Be sure to subscribe to our newsletter for more delicious, easy-to-follow baking recipes. Pin the image below to your Pinterest boards so you always have this spectacular dessert recipe saved for later!

Recipe Card

Salted Honey Cinnamon Cookies
Ingredients
Equipment
Method
- Preheat your oven to 350°F (175°C). Take a sheet of unbleached parchment paper, crumple it up into a ball to soften it, and then smooth it out over your baking sheet.

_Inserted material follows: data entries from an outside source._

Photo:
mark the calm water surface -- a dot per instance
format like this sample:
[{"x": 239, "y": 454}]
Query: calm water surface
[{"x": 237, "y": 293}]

- In a medium bowl, vigorously whisk together the 1 1/2 cups (190g) all-purpose flour, 1 1/2 tsp (4g) ground cinnamon, 1/2 tsp (3g) baking soda, and 1/4 tsp (1.5g) kosher salt.
- In a large mixing bowl, beat the 1/2 cup (113g) softened butter, 3/4 cup (150g) brown sugar, and 1/4 cup (50g) white sugar on medium speed for 2 minutes until light and fluffy.
- Add the large egg, 1 tsp (5ml) vanilla extract, and 2 tbsp (30ml) honey to the creamed butter. Beat on low speed until just combined.
- Gradually add the dry cinnamon-flour mixture to the wet ingredients, mixing on low speed until just combined. Do not overmix.
- Scoop 1.5-tablespoon portions of dough and roll them into smooth balls. Place them on the parchment paper, spacing them 2 inches (5cm) apart. Bake at 350°F (175°C) for 10-12 minutes.
- Remove the cookies when edges are golden-brown and centers are slightly cracked. Immediately brush the warm cookie tops with the remaining 2 tbsp (30ml) of warmed honey.
- Sprinkle the warm honey-glazed tops generously with large, coarse flakes of sea salt. Let rest for 5 minutes before transferring to a wire rack.
Nutrition
Notes
Warm the Glaze: Microwave the finishing honey for 10 seconds before brushing so it spreads thinly and creates a glossy sheen.
Use Authentic Flaky Salt: Use large, coarse flaky sea salt rather than table salt, which will dissolve into the honey.